A coalition of residents from flood-prone areas is urging the federal government to improve FEMA's beleaguered flood insurance program and do more to prevent construction on floodplains.

1 minute read

January 16, 2022, 7:00 AM PST

By Diana Ionescu @aworkoffiction


IrinaK / Shutterstock

A group of flood survivors is asking the federal government to bolster what they say is an inadequate flood insurance system, prohibit "irresponsible" development in flood-prone areas, and do more to mandate disclosure on the part of home sellers.

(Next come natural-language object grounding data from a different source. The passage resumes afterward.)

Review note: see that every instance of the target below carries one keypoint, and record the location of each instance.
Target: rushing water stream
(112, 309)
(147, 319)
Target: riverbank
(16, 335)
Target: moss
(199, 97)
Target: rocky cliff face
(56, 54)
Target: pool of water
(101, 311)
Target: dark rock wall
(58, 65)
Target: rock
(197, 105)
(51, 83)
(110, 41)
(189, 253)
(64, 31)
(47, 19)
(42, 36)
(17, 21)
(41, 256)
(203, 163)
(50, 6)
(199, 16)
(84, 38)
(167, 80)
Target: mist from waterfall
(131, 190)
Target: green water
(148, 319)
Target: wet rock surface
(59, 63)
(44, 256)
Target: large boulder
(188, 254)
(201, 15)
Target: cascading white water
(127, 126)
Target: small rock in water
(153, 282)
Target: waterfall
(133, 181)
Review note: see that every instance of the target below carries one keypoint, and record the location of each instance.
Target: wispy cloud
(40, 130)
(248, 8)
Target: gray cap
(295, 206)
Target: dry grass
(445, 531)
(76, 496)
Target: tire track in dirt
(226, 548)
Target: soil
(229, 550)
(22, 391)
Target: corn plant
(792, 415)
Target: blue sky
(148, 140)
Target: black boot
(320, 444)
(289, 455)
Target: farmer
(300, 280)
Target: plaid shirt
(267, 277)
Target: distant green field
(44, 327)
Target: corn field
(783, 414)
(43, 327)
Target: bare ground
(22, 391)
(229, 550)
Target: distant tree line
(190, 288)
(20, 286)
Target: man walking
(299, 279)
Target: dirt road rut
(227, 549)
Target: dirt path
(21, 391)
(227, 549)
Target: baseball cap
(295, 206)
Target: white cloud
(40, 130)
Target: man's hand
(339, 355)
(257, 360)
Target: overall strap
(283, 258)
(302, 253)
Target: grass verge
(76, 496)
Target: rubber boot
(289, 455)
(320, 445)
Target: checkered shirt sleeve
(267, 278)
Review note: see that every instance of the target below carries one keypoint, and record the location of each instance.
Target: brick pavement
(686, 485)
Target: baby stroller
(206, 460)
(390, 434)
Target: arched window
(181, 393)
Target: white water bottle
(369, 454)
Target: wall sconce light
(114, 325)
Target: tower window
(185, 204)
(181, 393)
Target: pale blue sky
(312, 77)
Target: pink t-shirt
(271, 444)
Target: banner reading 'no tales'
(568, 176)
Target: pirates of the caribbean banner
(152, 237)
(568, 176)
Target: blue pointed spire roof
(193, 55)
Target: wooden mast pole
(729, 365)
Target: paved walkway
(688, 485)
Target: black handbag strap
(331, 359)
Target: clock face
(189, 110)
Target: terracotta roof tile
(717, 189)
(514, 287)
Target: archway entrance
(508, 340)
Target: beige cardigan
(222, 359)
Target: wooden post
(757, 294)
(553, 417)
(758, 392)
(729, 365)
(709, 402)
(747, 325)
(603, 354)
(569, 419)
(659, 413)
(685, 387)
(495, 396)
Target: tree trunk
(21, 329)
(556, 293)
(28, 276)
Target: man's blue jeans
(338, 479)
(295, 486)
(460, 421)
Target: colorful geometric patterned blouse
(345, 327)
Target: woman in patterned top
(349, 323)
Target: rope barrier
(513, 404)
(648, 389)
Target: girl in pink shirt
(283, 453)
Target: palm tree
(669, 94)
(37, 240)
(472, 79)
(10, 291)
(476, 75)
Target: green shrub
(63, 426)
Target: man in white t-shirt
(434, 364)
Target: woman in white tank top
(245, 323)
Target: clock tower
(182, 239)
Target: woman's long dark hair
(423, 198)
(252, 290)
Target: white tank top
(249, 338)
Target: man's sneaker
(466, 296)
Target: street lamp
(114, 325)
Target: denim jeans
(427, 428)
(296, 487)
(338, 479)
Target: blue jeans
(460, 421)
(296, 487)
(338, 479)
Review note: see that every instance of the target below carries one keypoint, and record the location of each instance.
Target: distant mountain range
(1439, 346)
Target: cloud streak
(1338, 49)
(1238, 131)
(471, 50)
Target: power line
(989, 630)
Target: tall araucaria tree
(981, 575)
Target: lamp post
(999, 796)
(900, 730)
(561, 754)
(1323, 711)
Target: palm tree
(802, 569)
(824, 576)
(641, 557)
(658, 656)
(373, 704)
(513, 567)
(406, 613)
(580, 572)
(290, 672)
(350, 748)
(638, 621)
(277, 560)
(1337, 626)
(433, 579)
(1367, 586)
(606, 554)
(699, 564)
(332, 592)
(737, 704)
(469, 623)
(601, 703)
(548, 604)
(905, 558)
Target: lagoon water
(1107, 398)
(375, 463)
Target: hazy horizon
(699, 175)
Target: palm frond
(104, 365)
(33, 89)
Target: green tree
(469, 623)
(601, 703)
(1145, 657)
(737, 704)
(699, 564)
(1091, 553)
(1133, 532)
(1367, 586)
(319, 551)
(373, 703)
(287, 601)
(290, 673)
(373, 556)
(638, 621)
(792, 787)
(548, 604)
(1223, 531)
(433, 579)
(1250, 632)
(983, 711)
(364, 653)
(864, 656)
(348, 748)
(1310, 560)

As Oliver Milman reports, a petition organized by Anthropocene Alliance calls for a focus on relocation of housing to higher ground and warns of an imminent "great American flood migration" as more communities become unlivable. Meanwhile, residents of flood-prone areas say FEMA's flood insurance costs are too high for many households to afford, and its outdated flood zone maps do not accurately reflect current risks and the present and future effects of climate change.

"Instances of ‘nuisance’ flooding, where high tides exacerbated by sea level rise cause streets and homes to fill with water, have increased dramatically along U.S. coastlines in recent years and more powerful storms, fueled by a heating atmosphere, are bringing heavier bursts of rainfall to parts of the country. Rising sea levels alone could force around 13 million Americans to relocate by the end of the century, research has found."

While some lawmakers fear that higher insurance rates would harm low-income households, advocates say more even drastic changes are needed to prevent developers from building on at-risk land and mitigate the damage for households that can't afford to move.